Case Exercise: What Would You Do?
Think about how you would proceed if faced with the following workplace ethical dilemmas, from “Partnering with Your Boss.” You may also want to discuss these cases with your co-workers, to get their feedback.
Case #1—The Boss’s Expense Report
Your boss conveniently loses his expense report for his last trip. On his way into a meeting, he drops a blank report on your desk and asks you to fill in the blanks, saying, “Make it add up to $300 or so.” What would you do?
Case #2— Lunch Reservations
Ever since you took the job last year, your boss has asked you to schedule a weekly lunch date with his mistress. You don’t like doing it, but you’ve made the reservations anyway. Last month you met his wife at a business luncheon. Now that she has met you, whenever she calls and he is out, she asks, “Can you tell me where he is?” You can’t stand being an accomplice. What would you do?
Case #3—Dinner on the Corporate Card
A very attractive manager from another department asks you out to dinner. You are surprised when you arrive at a restaurant with average prices of $50 a plate. But you enjoy the meal and the conversation—especially since work doesn’t even come up. Dessert and after-dinner coffee are added to the bill. The big surprise comes when your date pays for everything with the company’s credit card. What would you do?
Case #4—The Confidential Report
It is afternoon and you have just received a very bulky interoffice mail package.
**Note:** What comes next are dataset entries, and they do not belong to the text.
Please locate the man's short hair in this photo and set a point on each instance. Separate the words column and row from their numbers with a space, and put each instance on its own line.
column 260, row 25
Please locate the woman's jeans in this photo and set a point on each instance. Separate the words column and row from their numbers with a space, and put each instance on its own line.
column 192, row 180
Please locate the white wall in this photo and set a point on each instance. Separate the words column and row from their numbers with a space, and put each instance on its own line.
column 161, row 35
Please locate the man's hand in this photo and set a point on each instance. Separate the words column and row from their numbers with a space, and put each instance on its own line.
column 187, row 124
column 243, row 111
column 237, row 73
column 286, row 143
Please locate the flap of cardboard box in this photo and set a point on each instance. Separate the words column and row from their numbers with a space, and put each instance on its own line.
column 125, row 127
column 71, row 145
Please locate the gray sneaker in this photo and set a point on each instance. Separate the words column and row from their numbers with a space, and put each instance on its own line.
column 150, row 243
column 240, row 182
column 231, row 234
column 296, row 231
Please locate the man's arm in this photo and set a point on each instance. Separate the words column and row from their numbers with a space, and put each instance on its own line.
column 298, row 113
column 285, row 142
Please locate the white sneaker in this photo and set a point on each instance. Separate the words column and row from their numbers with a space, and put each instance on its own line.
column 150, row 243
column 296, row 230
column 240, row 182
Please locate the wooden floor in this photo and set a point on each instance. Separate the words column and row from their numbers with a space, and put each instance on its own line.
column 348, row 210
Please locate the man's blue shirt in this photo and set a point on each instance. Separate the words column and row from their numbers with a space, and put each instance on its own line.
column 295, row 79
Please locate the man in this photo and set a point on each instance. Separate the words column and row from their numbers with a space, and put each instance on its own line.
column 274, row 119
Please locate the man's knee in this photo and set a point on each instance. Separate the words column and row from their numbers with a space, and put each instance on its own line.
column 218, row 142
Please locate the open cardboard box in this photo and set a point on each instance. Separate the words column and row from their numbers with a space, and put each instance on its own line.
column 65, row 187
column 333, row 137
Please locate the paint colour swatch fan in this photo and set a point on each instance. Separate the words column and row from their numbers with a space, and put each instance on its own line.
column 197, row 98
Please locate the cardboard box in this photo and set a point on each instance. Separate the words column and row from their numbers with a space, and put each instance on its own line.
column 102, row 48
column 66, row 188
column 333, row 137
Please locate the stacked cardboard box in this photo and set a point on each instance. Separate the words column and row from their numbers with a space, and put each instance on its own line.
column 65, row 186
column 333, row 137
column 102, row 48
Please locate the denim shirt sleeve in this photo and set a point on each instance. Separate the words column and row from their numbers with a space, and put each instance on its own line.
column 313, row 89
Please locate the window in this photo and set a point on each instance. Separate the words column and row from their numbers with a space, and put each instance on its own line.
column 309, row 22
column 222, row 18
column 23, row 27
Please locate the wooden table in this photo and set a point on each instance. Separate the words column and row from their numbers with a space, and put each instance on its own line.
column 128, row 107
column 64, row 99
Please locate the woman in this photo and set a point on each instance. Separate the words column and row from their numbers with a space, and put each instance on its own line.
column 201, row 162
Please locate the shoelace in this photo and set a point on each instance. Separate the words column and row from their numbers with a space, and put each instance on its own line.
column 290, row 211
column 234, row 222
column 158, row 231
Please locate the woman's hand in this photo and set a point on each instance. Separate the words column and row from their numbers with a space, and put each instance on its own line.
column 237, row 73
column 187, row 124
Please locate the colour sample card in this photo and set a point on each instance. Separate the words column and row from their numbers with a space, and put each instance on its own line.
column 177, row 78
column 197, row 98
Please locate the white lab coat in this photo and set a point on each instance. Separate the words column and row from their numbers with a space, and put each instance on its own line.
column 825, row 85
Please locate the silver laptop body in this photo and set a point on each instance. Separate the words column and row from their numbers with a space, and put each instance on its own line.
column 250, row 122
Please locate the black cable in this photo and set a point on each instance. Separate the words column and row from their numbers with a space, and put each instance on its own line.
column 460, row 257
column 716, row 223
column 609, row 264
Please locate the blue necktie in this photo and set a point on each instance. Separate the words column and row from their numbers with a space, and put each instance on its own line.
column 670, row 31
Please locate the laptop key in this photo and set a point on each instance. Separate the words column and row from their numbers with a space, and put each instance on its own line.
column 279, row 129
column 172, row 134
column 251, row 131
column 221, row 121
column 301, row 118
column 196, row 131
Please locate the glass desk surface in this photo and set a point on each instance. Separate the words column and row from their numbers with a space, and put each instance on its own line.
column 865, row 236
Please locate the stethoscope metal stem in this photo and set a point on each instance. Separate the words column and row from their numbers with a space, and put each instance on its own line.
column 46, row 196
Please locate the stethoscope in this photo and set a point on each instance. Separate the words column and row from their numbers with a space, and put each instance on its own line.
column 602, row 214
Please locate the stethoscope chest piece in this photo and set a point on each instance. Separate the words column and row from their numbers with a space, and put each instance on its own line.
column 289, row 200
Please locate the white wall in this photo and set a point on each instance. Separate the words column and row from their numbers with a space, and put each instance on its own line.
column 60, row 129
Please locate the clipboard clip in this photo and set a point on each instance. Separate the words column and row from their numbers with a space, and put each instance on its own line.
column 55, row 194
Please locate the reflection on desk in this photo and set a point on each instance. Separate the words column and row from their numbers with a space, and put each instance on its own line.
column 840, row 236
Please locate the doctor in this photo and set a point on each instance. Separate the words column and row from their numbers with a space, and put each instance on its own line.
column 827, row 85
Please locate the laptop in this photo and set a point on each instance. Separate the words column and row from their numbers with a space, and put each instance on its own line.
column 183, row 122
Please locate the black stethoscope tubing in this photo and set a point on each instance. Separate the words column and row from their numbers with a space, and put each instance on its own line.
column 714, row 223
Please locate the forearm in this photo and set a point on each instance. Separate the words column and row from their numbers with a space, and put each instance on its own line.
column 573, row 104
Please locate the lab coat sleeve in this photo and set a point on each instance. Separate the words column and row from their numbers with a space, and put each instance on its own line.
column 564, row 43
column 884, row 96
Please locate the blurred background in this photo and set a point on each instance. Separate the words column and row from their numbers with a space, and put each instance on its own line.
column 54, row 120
As you begin sorting the contents, you discover a cover letter addressed to someone else and a folder stamped “Confidential” in big, red letters. As you begin to put it back in the mail bag, half the contents of the folder slip out and fall all over your desk. Since it is “Confidential,” you try not to look, but you can’t help yourself. You discover your company is involved in the scandal of the century. What would you do?
Case #5—Party Marty
Marty is another administrative assistant who works in your office. Over the last two years the two of you have become great friends. The only thing you don’t like about Marty is her cavalier attitude toward “sampling” company property, like packages of ballpoint pens and reams of paper for her home computer. You have never said anything before, but now she has gone too far. Yesterday, she announced that she had “borrowed” the keys to a condo at the corporate retreat. “No one will be there this weekend,” she says, “so I’m throwing a party! Wanna come?” You know Marty’s boss has no idea his keys are missing and you’re uncomfortable participating in such an incriminating activity. What would you do?
So, what would you do if faced with the dilemmas outlined above? While hypothetical, the above situations certainly provide some food for thought.
Obviously, employees are more likely to act ethically when they work in a culture that supports and demands upright behavior. When AMA conducted an ethics study with the Institute for Corporate Productivity several years ago, respondents said that the number one driver for establishing and sustaining a business ethics culture is that “Leaders support and model ethical behavior.” So while it is the responsibility of each employee to act with the highest degree of integrity and honesty at all times, above all, ethical behavior has to start at the top.